Really, there are few things in Scripture that are laid out plainly, but I think this is one of them. As you do for the least of these, so you do for me. Don't we all learn this in Sunday school?
Yes, I know. I have no way of knowing whether he honestly needed food or not. Know what? Doesn't matter. I read an article years ago that put it this way: If I pass by someone in need, and they are legitimate, it weighs on my soul. If I give to someone in need, and they are false, it falls on their soul. As I claim to be a Christian, it is beholden upon me to endeavor to act like one, and Jesus charged us with taking care of one another. (Not, as some liberals would have it, relying upon the government to do it.)

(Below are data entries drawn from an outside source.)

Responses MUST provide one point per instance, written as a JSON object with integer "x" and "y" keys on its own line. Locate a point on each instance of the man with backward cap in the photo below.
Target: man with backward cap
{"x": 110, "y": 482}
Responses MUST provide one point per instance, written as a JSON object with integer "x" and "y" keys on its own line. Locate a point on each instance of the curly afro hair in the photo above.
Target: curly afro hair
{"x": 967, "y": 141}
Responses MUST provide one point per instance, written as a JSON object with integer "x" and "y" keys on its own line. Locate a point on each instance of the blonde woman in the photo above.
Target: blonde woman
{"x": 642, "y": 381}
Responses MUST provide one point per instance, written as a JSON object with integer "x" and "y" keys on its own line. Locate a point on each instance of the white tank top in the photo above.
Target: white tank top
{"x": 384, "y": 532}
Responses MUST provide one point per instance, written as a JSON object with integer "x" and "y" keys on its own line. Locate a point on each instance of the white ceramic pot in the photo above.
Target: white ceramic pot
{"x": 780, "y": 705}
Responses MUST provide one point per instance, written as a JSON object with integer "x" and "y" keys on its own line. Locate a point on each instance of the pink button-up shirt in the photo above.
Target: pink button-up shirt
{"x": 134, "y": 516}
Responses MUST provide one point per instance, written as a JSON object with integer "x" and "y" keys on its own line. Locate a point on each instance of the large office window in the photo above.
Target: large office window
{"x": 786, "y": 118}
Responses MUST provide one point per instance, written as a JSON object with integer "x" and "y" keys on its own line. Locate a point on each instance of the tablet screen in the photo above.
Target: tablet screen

And also: I know, the woman may give through her church. She may volunteer at the food bank. Whatever. While I will admit to the possibility, I don't see it as too likely. Quite honestly, I don't know anyone who would do the one but not the other.
I keep going back to that gold cross. That ostentatious representation of faith. Listen, I've got nothing against rich Christians. I go to church with a whole bunch of 'em. But I've got a real problem with proclaiming your faith while not living it. Don't have cash on you? Say it. Don't brush past the bum (who, by the way, was youngish and fairly clean, if scruffy), eyes concertedly ahead, pretending not to be there and only throw a meaningless phrase over your shoulder once you are safely half a block away. Say "I'm sorry, I don't have any cash." It's not hard.
And yeah, I'm a bad Christian for judging her. But I'll live with that particular sin.